L’anxiété fait que les inquiets veulent des prévisions : combien de temps va-t-on supporter le Covid ? Qui va être président ?  Ou pire, “Comment vais-je finir le mois ? Pourquoi ma femme est partie ? Mais après cela ce sera autre chose : nous avançons à reculons, nous recherchons des solutions dans le passé, dans un passé qui était mieux,  mais qui ne peut revenir, il faut faire avec le présent car nous n’avons que cela.

Mais  certaines personnes ont  souffert depuis leur naissance, en se sentant différentes, hors du monde, seules, incomprises même par leur mère si elles  en avaient une, et quelque fois ont le désir d’un père protecteur mais qui ne l’est pas ou qu’elles n’ont plus : passer un certain âge,  on n’a plus rien pour s’appuyer, c’est pour cela qu’on se sent seul.

S’accrocher à toutes les branches qui nous permettent de ne pas couler : s’informer des lieux ouverts aux dons, que ce soit les associations des alcooliques, ou celles pour supporter un deuil, les blouses roses dans les hôpitaux,  SOS amitiés, tout est bon pour sortir la tête de l’eau.

Refuser la haine, la rage,  participer à l’effort de ceux qui ont quelque chose à donner, même si c’est faire des maraudes pour les SDF ou aller au restaus du cœur, nettoyer en groupe les déchets jetés sur les lieux de promenades,   pensez à tout les gens esseulés qui donnent à manger aux pigeons et aux chats,  car donner c’est recevoir,  sentir l’humanité et même l’animalité, c’est rester humain, c’est vivre et ça n’a pas de prix. On ne peut remplacer la solidarité et l’entre-aide par l’argent, qui ne remplacera jamais l’amour qui fait de nous des être sensibles.

“La liberté extérieure que nous atteindront dépend du degré de liberté intérieure que nous avons acquis, si telle est la juste compréhension de la liberté, notre effort principal doit être consacré à accomplir un  changement en nous-même et il faut pour cela culture, altruisme et compassion.”*

Dans le thème de Frida Kahlo, née le 6 juillet 1907 à Mexico à 8 h 30 on voit la conjonction violente des deux planètes, de plus  rétrogrades Uranus et Mars en VIII (secteur de souffrances) conjointes au nœud sud karmique, le tout en opposition aux planètes groupées entre les maisons II et  III autour du nœud nord positif  mais en sesqui carré à  la Lune cependant en exaltation sur l‘AS Taureau.
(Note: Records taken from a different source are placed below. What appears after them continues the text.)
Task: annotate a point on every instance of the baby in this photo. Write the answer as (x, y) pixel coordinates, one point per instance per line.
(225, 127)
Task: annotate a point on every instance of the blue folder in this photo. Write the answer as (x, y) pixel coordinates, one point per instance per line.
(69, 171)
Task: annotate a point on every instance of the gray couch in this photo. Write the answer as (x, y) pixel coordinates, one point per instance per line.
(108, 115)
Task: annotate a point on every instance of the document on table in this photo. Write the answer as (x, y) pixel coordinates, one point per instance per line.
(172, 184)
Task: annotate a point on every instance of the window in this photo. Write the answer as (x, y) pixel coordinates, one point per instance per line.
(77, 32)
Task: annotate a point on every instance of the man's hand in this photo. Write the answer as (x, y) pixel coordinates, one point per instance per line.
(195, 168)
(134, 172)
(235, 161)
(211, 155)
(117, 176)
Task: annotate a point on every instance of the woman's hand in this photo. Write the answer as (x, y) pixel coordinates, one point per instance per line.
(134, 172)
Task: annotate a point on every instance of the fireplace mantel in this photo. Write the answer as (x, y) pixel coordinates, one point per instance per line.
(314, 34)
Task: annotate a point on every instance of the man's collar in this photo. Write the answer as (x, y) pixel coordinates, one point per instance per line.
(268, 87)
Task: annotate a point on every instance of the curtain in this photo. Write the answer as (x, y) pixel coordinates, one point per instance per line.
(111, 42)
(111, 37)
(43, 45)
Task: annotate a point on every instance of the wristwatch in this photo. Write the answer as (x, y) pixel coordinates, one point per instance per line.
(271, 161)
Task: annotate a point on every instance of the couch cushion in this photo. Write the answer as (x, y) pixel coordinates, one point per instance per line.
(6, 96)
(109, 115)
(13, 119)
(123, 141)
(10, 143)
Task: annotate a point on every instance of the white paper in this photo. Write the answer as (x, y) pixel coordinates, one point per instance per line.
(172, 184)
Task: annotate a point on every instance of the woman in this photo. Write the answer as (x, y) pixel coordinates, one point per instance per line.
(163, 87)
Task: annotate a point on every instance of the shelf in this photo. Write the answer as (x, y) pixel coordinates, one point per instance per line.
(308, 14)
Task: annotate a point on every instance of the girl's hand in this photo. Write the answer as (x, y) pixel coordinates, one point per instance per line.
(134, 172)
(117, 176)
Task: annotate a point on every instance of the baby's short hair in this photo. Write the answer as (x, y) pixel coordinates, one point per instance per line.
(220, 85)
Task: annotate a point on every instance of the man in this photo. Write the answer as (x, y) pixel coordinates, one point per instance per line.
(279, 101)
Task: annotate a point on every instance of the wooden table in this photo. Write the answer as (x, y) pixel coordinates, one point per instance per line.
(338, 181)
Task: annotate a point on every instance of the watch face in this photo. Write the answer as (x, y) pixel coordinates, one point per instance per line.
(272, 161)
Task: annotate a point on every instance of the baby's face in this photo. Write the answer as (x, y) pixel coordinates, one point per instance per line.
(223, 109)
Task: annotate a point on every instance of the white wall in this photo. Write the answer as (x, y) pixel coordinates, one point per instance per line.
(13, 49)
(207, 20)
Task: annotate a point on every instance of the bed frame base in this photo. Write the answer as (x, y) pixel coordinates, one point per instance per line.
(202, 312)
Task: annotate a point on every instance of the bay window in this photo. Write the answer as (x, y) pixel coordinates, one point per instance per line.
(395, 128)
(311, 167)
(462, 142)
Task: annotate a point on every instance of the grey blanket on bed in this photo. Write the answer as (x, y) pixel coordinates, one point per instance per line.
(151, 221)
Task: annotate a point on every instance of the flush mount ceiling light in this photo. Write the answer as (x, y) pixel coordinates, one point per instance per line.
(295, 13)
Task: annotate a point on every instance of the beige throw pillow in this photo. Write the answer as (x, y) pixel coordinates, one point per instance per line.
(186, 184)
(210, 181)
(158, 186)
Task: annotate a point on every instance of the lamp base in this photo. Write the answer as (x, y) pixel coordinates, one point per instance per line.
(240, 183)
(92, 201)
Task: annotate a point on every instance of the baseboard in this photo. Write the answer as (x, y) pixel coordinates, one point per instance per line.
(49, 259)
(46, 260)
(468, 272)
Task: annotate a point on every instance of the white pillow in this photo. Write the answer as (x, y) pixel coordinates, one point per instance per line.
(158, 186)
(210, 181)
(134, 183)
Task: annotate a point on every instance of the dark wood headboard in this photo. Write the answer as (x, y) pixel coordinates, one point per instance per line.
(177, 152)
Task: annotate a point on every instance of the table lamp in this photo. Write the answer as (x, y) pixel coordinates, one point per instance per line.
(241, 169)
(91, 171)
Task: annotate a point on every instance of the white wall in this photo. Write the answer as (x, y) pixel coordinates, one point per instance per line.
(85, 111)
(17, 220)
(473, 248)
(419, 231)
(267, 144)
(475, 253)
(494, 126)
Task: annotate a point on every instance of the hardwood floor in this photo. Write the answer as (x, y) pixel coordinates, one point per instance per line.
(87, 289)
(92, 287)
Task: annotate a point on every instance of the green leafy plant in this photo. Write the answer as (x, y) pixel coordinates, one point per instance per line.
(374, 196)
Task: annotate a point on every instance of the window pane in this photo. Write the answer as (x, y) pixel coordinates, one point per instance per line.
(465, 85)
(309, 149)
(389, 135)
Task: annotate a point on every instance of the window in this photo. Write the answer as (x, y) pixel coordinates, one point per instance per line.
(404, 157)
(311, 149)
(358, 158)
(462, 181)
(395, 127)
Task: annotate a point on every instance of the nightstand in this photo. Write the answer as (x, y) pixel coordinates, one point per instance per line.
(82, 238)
Sa Vénus gouverneur du thème, conjointe à Pluton carrée Saturne  est maitresse de la maison VI (maladie) et  Jupiter conjoint au nœud nord est maitre de la maison VIII (deuil, perte, transformation) et conjoint lune noire. Mars rétrograde conjoint Uranus maitre de la XII, (hôpital, solitude) est sans doute à la base de l’accident qui détruisit son utérus, abima son bassin, la laissant boiteuse  et toute sa vie dans des douleurs intolérables (Mars maitre de maison XII) et, avec des regrets amers après plusieurs fausses couches (Lune noire en Cancer -maternité refusée).

Saturne – les limites – est maitre de XI (espoirs, projets) et régente karmique du nœud sud, alors que la Lune est régente karmique du nœud nord, l’axe nodal Cancer-Capricorne étant celui de la famille, or elle ne put jamais être mère son plus cher désir (Soleil en Cancer, conjoint Jupiter en exaltation). 

Jupiter conjoint Soleil, la lune en Taureau en exaltation à l’AS et… la lune noire firent cependant sa célébrité, car on peut dire que ses peintures furent directement inspirées par la lune noire,  l’obsession de la mort de ces foeutus.

Uranus maitre de la X, lui permis de surmonter son karma , et son inspiration artistique (Soleil-Neptune) lui apporta la réussite sociale. Elle connut  la passion  , lorsqu’elle vécut avec Diego Rivera, déjà célèbre (Vénus conjointe à Pluton maître de VII).

Mercure en IV en Lion, maitre de V  (amour et créations) et maitre de Vénus en conjonction avec Pluton en II, lui donna la générosité (la V est la II de la IV)  l’amour nécessaire pour partager et, communiquer (voir étude précédente de Frida Kahlo).